Microsoft just cut 2.1% of its global workforce - roughly 6,000 people - and the tech giant is now in the awkward position of trying to make that sting a little less. According to severance offers reviewed by Business Insider, it's doing a surprisingly decent job of it.

The numbers, because that's what matters here

US employees getting the boot are looking at a minimum of 60 days of base pay, which is already more than the legal requirement of basically nothing in most US states. But here's the part that raises an eyebrow: the maximum payout goes all the way up to 39 weeks of base pay, depending on your seniority and how long you've been there.

Thirty-nine weeks. That's almost ten months. That's enough time to learn a new skill, apply for 400 jobs, cry a little, and still have rent covered while you figure things out.

On top of that, Business Insider reports laid-off employees are also getting continued stock vesting for six to twelve months post-layoff. Which means some people are leaving Microsoft and still making money from Microsoft. There's a joke in there somewhere about not actually leaving.
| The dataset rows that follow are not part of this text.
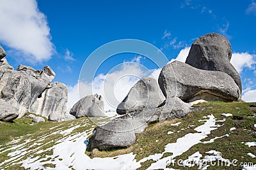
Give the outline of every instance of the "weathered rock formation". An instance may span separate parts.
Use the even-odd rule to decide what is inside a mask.
[[[166,65],[158,80],[166,97],[179,97],[184,101],[198,99],[232,101],[241,99],[239,87],[227,74],[196,69],[174,61]]]
[[[131,89],[127,96],[117,106],[116,113],[122,115],[141,111],[145,108],[157,108],[164,100],[156,79],[144,78]]]
[[[37,97],[29,111],[49,120],[58,120],[65,117],[67,99],[66,85],[60,82],[51,83]]]
[[[200,69],[226,73],[234,79],[241,94],[241,78],[230,62],[231,57],[228,40],[218,34],[211,33],[199,38],[193,43],[186,63]]]
[[[50,120],[65,117],[67,87],[59,82],[49,85],[55,76],[52,69],[45,66],[35,70],[20,65],[14,70],[3,58],[5,55],[0,46],[0,120],[10,121],[17,118],[17,114],[20,118],[28,111],[44,115]]]
[[[101,117],[106,117],[104,112],[104,104],[102,97],[96,94],[81,99],[71,108],[70,113],[76,118]]]
[[[0,60],[6,55],[4,48],[0,45]]]
[[[19,117],[16,108],[0,99],[0,120],[12,121]]]
[[[7,62],[3,63],[5,64],[0,66],[1,98],[17,108],[19,117],[21,117],[52,80],[55,73],[49,66],[35,70],[20,65],[15,71]]]
[[[240,100],[241,80],[229,62],[230,58],[231,47],[227,39],[216,34],[200,38],[193,43],[187,59],[186,62],[192,66],[175,61],[162,69],[158,83],[166,97],[163,104],[157,108],[144,106],[141,99],[147,92],[143,89],[147,85],[138,85],[140,88],[135,85],[120,104],[121,110],[118,108],[117,111],[122,114],[143,110],[96,127],[90,139],[88,150],[118,148],[132,145],[136,134],[143,132],[149,123],[185,117],[191,110],[191,105],[185,102],[198,99]],[[131,104],[128,99],[132,99]]]

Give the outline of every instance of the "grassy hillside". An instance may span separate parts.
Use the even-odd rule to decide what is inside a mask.
[[[153,163],[157,163],[160,160],[164,160],[164,158],[176,154],[174,151],[168,151],[168,146],[170,144],[172,145],[172,143],[175,143],[177,140],[182,141],[182,139],[189,136],[189,134],[191,136],[193,134],[200,136],[200,132],[198,132],[196,128],[206,124],[211,118],[211,117],[207,116],[212,115],[216,122],[214,127],[211,127],[211,133],[200,139],[199,143],[191,145],[187,150],[184,149],[188,146],[186,145],[196,139],[187,138],[185,143],[180,143],[180,148],[182,152],[175,156],[176,161],[188,159],[189,156],[198,152],[202,154],[201,160],[209,157],[212,158],[214,157],[214,154],[207,152],[216,150],[222,154],[223,159],[214,160],[214,162],[220,161],[223,163],[225,160],[232,161],[236,159],[236,166],[226,166],[226,164],[223,164],[222,166],[217,165],[216,167],[217,166],[212,166],[208,162],[207,164],[209,166],[206,167],[207,169],[241,169],[241,162],[256,164],[256,158],[252,158],[248,155],[248,153],[256,155],[256,146],[249,147],[245,145],[246,142],[256,141],[256,127],[254,125],[256,124],[256,117],[253,117],[253,114],[256,115],[256,106],[253,106],[252,103],[239,102],[211,102],[199,104],[196,106],[206,106],[209,108],[189,113],[186,117],[181,119],[151,124],[143,133],[137,134],[136,143],[127,148],[108,151],[95,149],[92,152],[84,150],[82,152],[89,155],[91,159],[116,157],[113,158],[114,160],[117,159],[118,155],[132,152],[136,154],[137,164],[140,164],[140,169],[145,169],[152,166]],[[221,113],[231,113],[232,116],[223,117]],[[94,122],[102,124],[108,120],[96,118],[93,120]],[[177,124],[179,122],[180,123]],[[42,165],[38,169],[57,168],[58,164],[66,157],[63,158],[63,156],[58,155],[54,150],[60,146],[64,146],[64,149],[67,146],[67,148],[72,150],[72,148],[68,148],[68,145],[70,144],[67,143],[66,139],[75,143],[80,140],[79,139],[84,139],[82,141],[86,143],[85,140],[92,135],[94,127],[94,123],[86,118],[61,123],[47,122],[37,124],[26,118],[15,120],[14,123],[0,122],[0,145],[2,145],[0,149],[0,169],[24,169],[25,167],[36,169],[35,166],[38,165]],[[60,145],[61,143],[67,144]],[[76,160],[76,153],[72,153],[70,157]],[[156,159],[159,155],[162,155]],[[35,160],[33,162],[31,160],[33,159]],[[37,163],[34,164],[33,167],[33,164],[29,166],[29,164],[26,164],[26,160],[29,160],[29,162]],[[68,166],[69,169],[76,169],[72,166],[72,161],[74,160],[70,161],[71,163]],[[83,162],[80,164],[83,164]],[[177,169],[198,168],[196,165],[189,168],[180,166],[177,162],[175,164],[166,162],[166,165],[167,167]],[[20,167],[21,166],[23,167]],[[84,167],[85,169],[90,169],[86,167],[86,165]]]

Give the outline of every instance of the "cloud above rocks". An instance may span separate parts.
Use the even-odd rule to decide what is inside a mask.
[[[49,60],[54,52],[45,15],[36,0],[0,1],[0,42],[28,62]]]
[[[161,68],[145,70],[134,63],[140,62],[141,56],[124,62],[120,68],[106,74],[99,74],[92,82],[79,81],[73,87],[68,87],[68,110],[79,99],[90,94],[98,94],[102,96],[105,110],[115,110],[117,105],[125,98],[131,88],[141,78],[149,76],[158,79]],[[148,75],[148,73],[151,74]],[[80,90],[80,91],[79,91]],[[113,96],[109,95],[113,91]]]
Why this matters beyond the headlines

Look, layoffs are bad. Nobody is pretending otherwise. But the severance conversation actually matters a lot - both for the people affected and as a signal of how tech companies treat workers when the vibes turn cost-cutting.

The broader tech industry has had a rough few years of mass layoffs with wildly inconsistent packages. Some companies handed out bare minimums. Others were genuinely awful about it. Microsoft landing on the more generous end of the spectrum is at least worth noting, even if it doesn't change the fact that thousands of people are now updating their LinkedIn profiles with that dreaded "open to work" banner.

The uncomfortable math

Here's the thing about a "generous" severance: it's still a layoff. Six thousand people didn't wake up hoping to receive 39 weeks of severance. They woke up hoping to keep their jobs. The package is a cushion, not a replacement for employment stability, and Microsoft - worth nearly $3 trillion - can clearly afford the cushion.

Still, if you're going to get laid off (and statistically, in tech right now, someone is going to), this is the kind of package that at least buys you time to land somewhere soft. Small mercies, I suppose, from a company whose market cap could comfortably buy a small country.